À Conakry, la transformation de l’aéroport international Ahmed Sékou Touré constitue l’une des vitrines les plus visibles de cette dynamique. Les travaux d’aménagement du nouveau terminal de 32 000 mètres carrés doivent porter la capacité d’accueil de la plate-forme de 500 000 à près de trois millions de passagers par an, tout en dotant la capitale d’équipements aux normes internationales, notamment une nouvelle tour de contrôle et un terminal cargo étendu.
En parallèle, les autorités s’attaquent à la congestion urbaine qui paralyse quotidiennement la presqu’île de Kaloum. Le plan d’action prévoit la mise en circulation immédiate de 50 autobus destinés à renforcer le réseau public de la SOGATRA, complétée par l’introduction progressive de 300 véhicules sous forme de taxis modernisés et de services VTC. L’aménagement de huit nouvelles gares routières doit également permettre de réorganiser les flux de transports interurbains.

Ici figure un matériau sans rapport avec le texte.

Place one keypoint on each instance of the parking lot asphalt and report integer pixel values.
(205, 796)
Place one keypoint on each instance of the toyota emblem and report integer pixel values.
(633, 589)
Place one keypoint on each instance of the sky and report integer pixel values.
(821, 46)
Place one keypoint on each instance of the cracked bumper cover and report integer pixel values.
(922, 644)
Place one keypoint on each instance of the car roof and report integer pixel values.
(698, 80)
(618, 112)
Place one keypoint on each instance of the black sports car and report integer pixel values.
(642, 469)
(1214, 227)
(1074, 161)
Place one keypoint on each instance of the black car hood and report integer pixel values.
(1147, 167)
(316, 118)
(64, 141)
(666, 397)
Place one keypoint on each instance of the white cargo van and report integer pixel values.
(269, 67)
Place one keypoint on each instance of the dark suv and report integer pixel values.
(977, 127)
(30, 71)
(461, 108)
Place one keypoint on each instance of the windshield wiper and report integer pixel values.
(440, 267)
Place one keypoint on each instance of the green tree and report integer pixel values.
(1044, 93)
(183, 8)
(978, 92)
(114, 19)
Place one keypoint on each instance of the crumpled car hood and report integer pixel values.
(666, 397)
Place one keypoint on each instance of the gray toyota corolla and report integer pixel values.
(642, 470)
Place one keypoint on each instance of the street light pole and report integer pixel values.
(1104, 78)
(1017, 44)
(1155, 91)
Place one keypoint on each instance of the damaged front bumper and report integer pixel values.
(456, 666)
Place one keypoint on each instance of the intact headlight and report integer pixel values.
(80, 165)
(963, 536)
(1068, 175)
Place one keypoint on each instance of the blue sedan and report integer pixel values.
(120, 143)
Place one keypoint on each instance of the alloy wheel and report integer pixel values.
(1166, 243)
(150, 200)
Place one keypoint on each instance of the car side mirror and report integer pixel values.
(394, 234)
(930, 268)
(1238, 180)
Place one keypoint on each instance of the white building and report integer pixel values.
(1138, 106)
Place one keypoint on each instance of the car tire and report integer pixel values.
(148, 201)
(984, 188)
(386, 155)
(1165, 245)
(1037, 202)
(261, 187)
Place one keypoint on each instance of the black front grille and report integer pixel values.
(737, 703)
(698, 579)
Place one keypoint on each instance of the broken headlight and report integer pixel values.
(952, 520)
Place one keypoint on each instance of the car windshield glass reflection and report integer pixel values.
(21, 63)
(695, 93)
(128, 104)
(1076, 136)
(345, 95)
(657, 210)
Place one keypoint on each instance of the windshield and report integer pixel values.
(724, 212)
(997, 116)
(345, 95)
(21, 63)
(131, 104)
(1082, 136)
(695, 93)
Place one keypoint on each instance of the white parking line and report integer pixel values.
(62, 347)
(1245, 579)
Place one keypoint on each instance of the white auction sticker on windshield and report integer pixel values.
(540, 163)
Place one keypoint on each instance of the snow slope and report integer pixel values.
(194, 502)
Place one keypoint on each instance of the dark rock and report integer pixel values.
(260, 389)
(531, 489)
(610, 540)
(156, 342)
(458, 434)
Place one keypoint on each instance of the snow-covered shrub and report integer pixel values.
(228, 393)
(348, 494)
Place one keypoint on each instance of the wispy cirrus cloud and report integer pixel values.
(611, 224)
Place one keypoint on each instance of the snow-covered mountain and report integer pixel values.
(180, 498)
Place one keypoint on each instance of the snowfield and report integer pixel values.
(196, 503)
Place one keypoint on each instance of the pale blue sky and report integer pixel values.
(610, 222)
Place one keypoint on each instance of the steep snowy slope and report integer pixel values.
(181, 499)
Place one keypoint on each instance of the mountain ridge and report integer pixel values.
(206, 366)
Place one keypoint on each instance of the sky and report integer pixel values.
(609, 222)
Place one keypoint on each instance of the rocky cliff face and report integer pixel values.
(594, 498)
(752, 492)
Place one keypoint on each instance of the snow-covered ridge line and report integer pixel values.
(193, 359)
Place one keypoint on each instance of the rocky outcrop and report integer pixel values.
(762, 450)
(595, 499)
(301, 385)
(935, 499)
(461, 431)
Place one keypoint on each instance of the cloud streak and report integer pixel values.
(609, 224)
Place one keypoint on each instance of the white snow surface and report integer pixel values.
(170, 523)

Sur le plan ferroviaire et maritime, l’État entend valoriser le corridor logistique créé par le projet Simandou. L’ambition réside dans l’interconnexion des réseaux, avec des liaisons étudiées entre Kaloum, Kouria et le port de Moribaya, tout comme le désenclavement de l’intérieur du pays via l’axe Kankan-Kérouané. Pour fluidifier le commerce maritime, le port sec de Kagbélen entre dans sa phase opérationnelle pour délester le port autonome de Conakry, en synergie avec les futurs complexes industrialo-portuaires de Dobali et de Benty.
Le succès de ce vaste plan d’aménagement du territoire dépendra désormais de la régularité des financements et de la tenue des calendriers d’exécution sur le terrain.